We all know the feeling. You have just started a new contract and its time to find out the truth about their software stack. Do they still use Ant despite the fact that Maven and Gradle have been options for over 10 years? Are you about to find out that their website is ‘really’ built on a 20 year old Pearl web framework that hasn’t been used for anything anywhere else? 

Once you get past the initial shock of finding out what they doubled down on after it was wildly known to be a horrible idea. You get to find out about the internal tooling. Maybe you hear someone say, “we use the tools that are right for the problem”. Or maybe someone says “We don’t want to force people to use tools that are not a fit for their use case.” That is a sign that there might be more than a few internal tools lurking in the company wiki. 

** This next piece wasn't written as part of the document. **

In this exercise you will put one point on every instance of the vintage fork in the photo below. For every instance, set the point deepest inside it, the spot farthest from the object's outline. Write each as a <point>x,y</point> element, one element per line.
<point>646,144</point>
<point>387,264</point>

In your first week you hear about how we have our own web framework and try to figure out how dependency management works here. You find it somewhat nifty that you can submit multi-repository Pull Requests to their custom version of bitbucket, except with a few less bells and whistles. Alright, we have our own RPC framework that uses XML kind of like how SOAP used to work. 

Then over the next few months you realize all the tools are custom. The company hasn’t taken advantage of any of the advances the rest of the industry has over the last 20 years. They have continuous integration and continuous delivery but it is all custom. The end to end test framework your project relies on was built by another team that disbanded quietly last year and is now entirely unsupported. You have the options of taking over the project (fuck no) or migrating to another promising internal end to end test framework. That team promises they will fully support it once they hit 1.0. 

Name a tool used in the industry. Go ahead, name one. “Alright, Terraform”, oh, Terraform is nice, but we have an internal tool Declarative Template Manager which allows you to write templates in Pearl. DTM templates are faster and supported as a first class citizen in our companies closed source deployment system. 

-you- “Cool, I need to track down this bug, how can I search the logs?”

-old time dev- “We use grep.”

-you- “Alright, how do I get to the logs?”

-old time dev- “WoodShed, were you keep logs, here is the link”

Its a link to a wiki page with the standard internal documentation you know and love. 

-you- “So how do I get the logs out of WoodShed?”

-old time dev- “Well, people who know what they are doing use Wood Chipper. WoodChipper is the best tool to use to grep logs from WoodShed. “

-you- “I just want to do a quick search, is there a web portal that can do that?”

-old time dev- “Well, we have SawMill, it can pool all the logs for your teams servers onto one host so you can ssh into one place and use grep!”

Now you might be thinking no serious software company would allow their engineers to ssh into production hosts just to grep logs, but you would be wrong. After all Devops means everyone has ssh access in production. You might think that the top software companies would have a better solution than STORING ALL THE LOGS IN S3 AND THEN GREP’ING THEM.

If you thought any of those things you were wrong. Every company has some private tooling, over time that ‘some’ goes from a couple tools to dozens and then hundreds. The reason software engineers love startups is because they get to dump all the legacy code (older than 2 years) and build something new. Thereby escaping the Chuthulu-esque horror building up in the company codebase.